A diet that contains mostly whole, unprocessed foods—vegetables, fruits, legumes, lean meats, nuts, seeds, whole grains, plain dairy, and eggs—is the best way to reduce added sugars. We realize this can be a challenge with current food prices. So here are some tips to help you start reducing sugars in your diet:

  • Cut back on sugary drinks
    • Instead, drink more water, sparkling water, herbal teas, black tea or black coffee.
  • Switch up your desserts
    • Instead of cakes, pies, donuts and ice cream, try fresh fruit, Greek yogurt with cinnamon or dark chocolate.
  • Limit sauces, condiments and dressings with added sugars.

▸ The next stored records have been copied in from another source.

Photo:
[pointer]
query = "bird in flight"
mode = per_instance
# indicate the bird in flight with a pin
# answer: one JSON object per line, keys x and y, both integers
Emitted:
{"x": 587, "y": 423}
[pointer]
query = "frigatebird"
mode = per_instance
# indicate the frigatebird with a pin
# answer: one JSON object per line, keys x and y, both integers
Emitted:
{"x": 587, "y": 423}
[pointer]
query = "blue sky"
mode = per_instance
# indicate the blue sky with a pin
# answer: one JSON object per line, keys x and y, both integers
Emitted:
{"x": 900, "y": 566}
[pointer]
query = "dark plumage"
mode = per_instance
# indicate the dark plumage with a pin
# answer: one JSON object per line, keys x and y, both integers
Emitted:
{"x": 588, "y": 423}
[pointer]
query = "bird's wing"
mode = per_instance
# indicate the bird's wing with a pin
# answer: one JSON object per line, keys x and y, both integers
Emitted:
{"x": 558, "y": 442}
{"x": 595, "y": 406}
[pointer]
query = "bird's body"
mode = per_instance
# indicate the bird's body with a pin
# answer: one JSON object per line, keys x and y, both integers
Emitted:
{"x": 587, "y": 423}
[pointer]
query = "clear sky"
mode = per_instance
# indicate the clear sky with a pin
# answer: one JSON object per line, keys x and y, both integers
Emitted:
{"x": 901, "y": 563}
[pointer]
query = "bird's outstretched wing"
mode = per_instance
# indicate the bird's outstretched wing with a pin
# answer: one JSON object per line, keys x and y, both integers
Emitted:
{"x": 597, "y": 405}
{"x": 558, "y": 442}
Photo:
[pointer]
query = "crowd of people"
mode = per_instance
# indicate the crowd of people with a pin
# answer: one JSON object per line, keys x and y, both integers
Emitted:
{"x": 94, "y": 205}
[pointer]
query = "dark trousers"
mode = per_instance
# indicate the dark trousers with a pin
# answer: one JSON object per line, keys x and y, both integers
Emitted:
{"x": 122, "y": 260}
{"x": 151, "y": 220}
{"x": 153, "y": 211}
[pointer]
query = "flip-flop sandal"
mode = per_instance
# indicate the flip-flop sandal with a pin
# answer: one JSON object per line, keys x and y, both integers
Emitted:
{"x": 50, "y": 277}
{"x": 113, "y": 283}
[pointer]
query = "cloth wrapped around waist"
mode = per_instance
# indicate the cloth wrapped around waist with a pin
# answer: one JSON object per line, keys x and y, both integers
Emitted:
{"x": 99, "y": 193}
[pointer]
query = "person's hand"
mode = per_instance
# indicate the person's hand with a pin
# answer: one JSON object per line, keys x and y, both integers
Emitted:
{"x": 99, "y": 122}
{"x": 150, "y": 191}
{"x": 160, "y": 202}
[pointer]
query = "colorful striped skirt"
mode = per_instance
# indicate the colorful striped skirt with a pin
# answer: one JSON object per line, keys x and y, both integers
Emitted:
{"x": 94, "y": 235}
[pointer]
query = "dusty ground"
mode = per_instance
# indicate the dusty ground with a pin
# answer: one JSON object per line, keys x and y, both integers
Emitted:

    • Choose more herbs and spices, mustard, vinegar, lemon juice, pesto or mayonnaise.
  • Choose canned goods without added sugar
    • Avoid versions that are packed in syrup. Instead, look for “packed in water” or “no added sugar” on labels.
  • Limit sugary foods for breakfast
    • Breakfast cereals, even the “healthier” versions, are often full of sugar, as are muffins and pancakes. Instead, try plain Greek yogurt with added fruit and nuts, or eggs with cheese and veggies, or toast with nut butter (no added sugar).
  • Limit high-sugar products that are brought into the house
    • If you must keep them in the house, store these items in “hard-to-reach” places and make fruits, vegetables and nuts more easily accessible.